Na ilha, erguia-se uma enorme cidade chamada Cidade da Cabaça. A grandiosidade da construção impressionou Céu Celeste: era a primeira cidade de verdade dos cultivadores que via. A Cidade da Cabaça lembrava as antigas cidades da Terra, mas era muito mais vasta e majestosa. Abrangia uma área de cem léguas de diâmetro — não muito maior que as metrópoles da Terra, mas os muros eram assustadoramente altos, chegando a trezentos metros, feitos de uma rocha negra, incrivelmente resistente, cheia de propriedades especiais. Nas paredes, incontáveis símbolos e matrizes místicas reluziam, sinal claro de que poderosos mestres haviam reforçado a estrutura com técnicas avançadas. De longe, a cidade lembrava um deus demoníaco adormecido, emanando uma aura avassaladora.

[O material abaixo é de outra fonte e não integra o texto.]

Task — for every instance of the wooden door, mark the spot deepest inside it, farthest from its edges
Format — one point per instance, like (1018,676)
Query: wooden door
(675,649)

Uma cidade assim jamais poderia ser construída por mortais. Até mesmo os caracteres "Cabaça" gravados acima do portão haviam sido escritos por um mestre, transbordando de energia e imponência, despertando reverência em quem os visse.
Céu Celeste desceu diante do portão, percebendo que era proibido voar na entrada — algo que já ouvira falar, pois algumas grandes cidades não permitiam o voo. A Cidade da Cabaça era uma delas. O portão, com quase cem metros de altura, estava escancarado, e não havia guardas cultivadores à vista. Céu Celeste avançou a passos largos rumo ao interior da cidade.